Morus bassana – HUGAN – Breeding resident.
Comparison with previous atlas:
|No of tetrads occupied||(of 478)||(of 490)|
|Percentage of tetrads||0.2%||0.3%|
Despite being relatively widespread around the coast, gannets are confined to breeding on just one small remote island, Grassholm – about 12 miles off the Pembrokeshire mainland. Here they nest at very high density, the only breeding colony for this species in Wales. Because of the importance of the Gannet population on Grassholm (in European and indeed World terms) the island has been designated a Special Protection Area for them (under the EC Directive on the conservation of wild birds (79/409/EEC).

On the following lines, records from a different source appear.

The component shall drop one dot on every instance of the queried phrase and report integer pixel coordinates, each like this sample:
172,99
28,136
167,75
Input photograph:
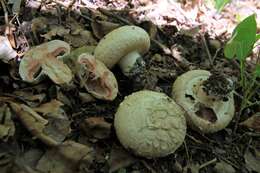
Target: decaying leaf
66,158
42,60
119,158
253,122
96,127
252,162
6,51
84,37
7,127
33,122
101,28
52,109
222,167
56,30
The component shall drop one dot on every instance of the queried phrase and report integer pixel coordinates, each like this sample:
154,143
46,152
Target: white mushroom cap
150,124
44,60
121,42
204,113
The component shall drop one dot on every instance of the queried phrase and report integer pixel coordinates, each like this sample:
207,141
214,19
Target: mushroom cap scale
203,113
150,124
120,42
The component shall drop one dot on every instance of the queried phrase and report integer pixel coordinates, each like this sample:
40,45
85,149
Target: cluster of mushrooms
148,123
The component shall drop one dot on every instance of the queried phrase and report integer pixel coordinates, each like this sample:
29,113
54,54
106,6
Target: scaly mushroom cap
97,78
120,42
42,60
150,124
203,113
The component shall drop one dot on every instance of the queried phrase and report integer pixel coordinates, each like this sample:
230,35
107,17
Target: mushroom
96,77
206,110
43,60
123,45
150,124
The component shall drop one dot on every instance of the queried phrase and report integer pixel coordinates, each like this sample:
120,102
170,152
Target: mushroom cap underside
204,114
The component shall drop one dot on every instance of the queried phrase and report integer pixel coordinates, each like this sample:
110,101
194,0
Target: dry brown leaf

Counting the population is a special operation requiring skilled observers. The colony is now so dense that visitors are no longer able to land on the island as this causes too much disturbance. Because of this, assessments of the colony population size have to be made from aerial surveys usually done in late summer. This is done by counting the number of apparently occupied nest sites (AOS) observed in photographs. This process is now considerably aided by modern high quality digital photographic equipment and computer mapping software.
The most recent aerial survey during the 2003-07 atlas period was undertaken in July 2004 by ornithologists from the Centre for Ecology and Hydrology with a follow up ground survey (after the young had fledged) in September the same year to confirm the colony boundary areas. (Wanless et al 2005).
During the 1984-88 atlas period, the population estimate was 28,600 AOS in 1984–85, with an estimated 30,000 AOS in 1986 (Lloyd et al. (1991).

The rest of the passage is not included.